Policyholders indeed saw their prices rise and complained to Congress.
Now lawmakers are working on legislation that would suspend the reforms and return the government payments to their previous levels.
But the GAO said that putting reforms on hold will do little to fix the long-term problems.
Instead, the GAO said there is a simple solution to reducing the debt and getting more private businesses involved in providing flood insurance: Lower the amount the government pays.
If the government raises premiums to be closer to market levels, private companies might be more willing to provide insurance.
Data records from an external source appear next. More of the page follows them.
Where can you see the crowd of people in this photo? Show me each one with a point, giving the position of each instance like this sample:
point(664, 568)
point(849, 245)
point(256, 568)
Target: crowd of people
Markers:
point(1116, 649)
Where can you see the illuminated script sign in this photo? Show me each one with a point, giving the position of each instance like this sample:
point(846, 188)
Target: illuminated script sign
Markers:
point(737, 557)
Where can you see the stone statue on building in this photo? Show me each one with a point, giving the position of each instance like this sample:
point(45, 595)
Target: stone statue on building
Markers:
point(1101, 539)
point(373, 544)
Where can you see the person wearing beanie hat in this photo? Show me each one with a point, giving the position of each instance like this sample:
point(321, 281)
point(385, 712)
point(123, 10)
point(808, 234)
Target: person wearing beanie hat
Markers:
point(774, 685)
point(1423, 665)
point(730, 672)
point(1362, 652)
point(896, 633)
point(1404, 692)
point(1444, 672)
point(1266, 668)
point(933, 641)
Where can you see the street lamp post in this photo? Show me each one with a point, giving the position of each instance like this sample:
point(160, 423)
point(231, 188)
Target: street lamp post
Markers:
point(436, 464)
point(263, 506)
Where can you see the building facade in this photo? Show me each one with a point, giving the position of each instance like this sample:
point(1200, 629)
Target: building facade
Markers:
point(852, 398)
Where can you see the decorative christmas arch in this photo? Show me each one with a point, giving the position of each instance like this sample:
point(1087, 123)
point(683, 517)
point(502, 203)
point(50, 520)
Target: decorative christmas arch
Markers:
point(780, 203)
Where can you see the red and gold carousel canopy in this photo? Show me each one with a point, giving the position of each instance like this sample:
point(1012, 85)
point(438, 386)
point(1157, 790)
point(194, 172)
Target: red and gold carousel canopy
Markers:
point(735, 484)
Or the government could subsidize the insurance for only the lowest-income individuals, leaving more well-off people to purchase their own coverage in flood-prone areas.
One of the lawmakers who helped lead the charge to reform the insurance program, Ms. Waters, now is trying to halt those reforms.
"FEMA's poor implementation, inaccurate mapping and incomplete data have led to unreasonable and unimaginable increases in premium," she said in a statement. "From the moment I learned of the unintended consequences of the Biggert-Waters legislation, I have made clear that I would lead the effort to resolve the problems that have resulted."
Ms. Waters, the top Democrat on the House Financial Services Committee, is leading a group of more than 100 lawmakers to pass legislation that would delay raising the percentage property owners pay while FEMA completes an "affordability study."
Rising costs of flood insurance could harm the housing market in coastal areas, some of the lawmakers argued, as people are less willing to pay the high premiums for a new home. Housing often is seen as a key indicator of overall economic health.
FEMA chief Craig Fugate pointed out that the program was "not actuarially sound" by design, with the government covering many costs to make insurance more affordable in flood-threatened areas. It was the series of devastating hurricanes, led by Katrina in 2006, that soon bankrupted the program.
He rebutted lawmaker complaints that his agency didn't properly map out the most dangerous flood areas.
"FEMA consistently releases new flood maps and data, giving communities across America access to helpful, authoritative data that they can use to make decisions about flood risk, enabling safer development and rebuilding following disasters," he said.
The agency estimates that 40 percent of the U.S. population lives in counties that border an ocean or the Great Lakes.